Zırvaladım diyorum çünkü onlara göre bunlar şaçmaydı, emekten, haktan yana çok fazla şey öğretilmemiş onlara çünkü…

Ama kısa zamanda zayıf noktalarını buldum, din!

Bizim öğrenciler inanç konusunda pek bir hassaslar. Nasıl ki ben “emeğe saygı” düsturu ile yetiştirildiysem, onlar da, “aman sakın şunu yapma Allah çarpar, cehennemde cayır cayır yanarsın!” diye korkutularak büyütülmüşler.

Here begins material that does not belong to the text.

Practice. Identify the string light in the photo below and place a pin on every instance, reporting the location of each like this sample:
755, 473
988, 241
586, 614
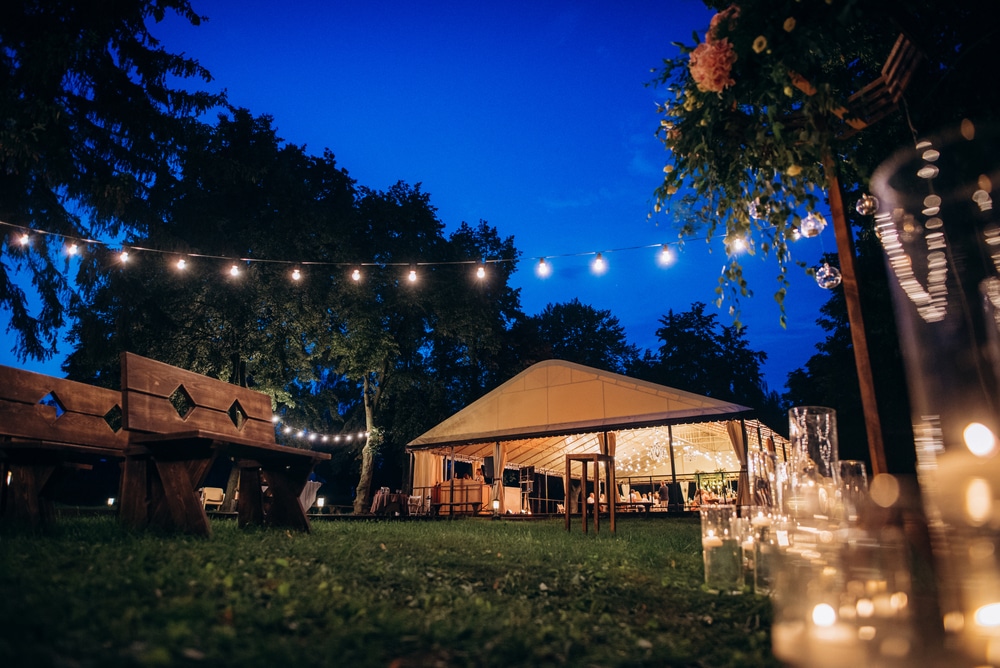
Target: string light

Ben de bir gün kahvaltı esnasında zeytinlerini bitirmeden (özellikle zeytinden bahsediyorum çünkü en çok ziyan edilen yiyecek o) masadan kalkmaya çalışan öğrenciye yaklaştım ve nereden duyduğumu bile hatırlamadığım şu sözleri söyledim. “Bilir misin? Dünya üzerine cennetten inen üç tane yiyecek var; biri nar, biri incir, diğeri de zeytin. Bunlar kutsal olarak addedildiği için, ziyan edilmesi diğer yiyeceklerin israfından daha günahmış.” Ve bu cümleler ağzımdan çıktığı anda masada oturan dört kız hep birlikte artan zeytinleri yemeye başladılar. Ben de içimden kıs kıs gülerek bir başka masaya yaklaşıp yine aynı taktiği kullandım, sonuç: pozitif!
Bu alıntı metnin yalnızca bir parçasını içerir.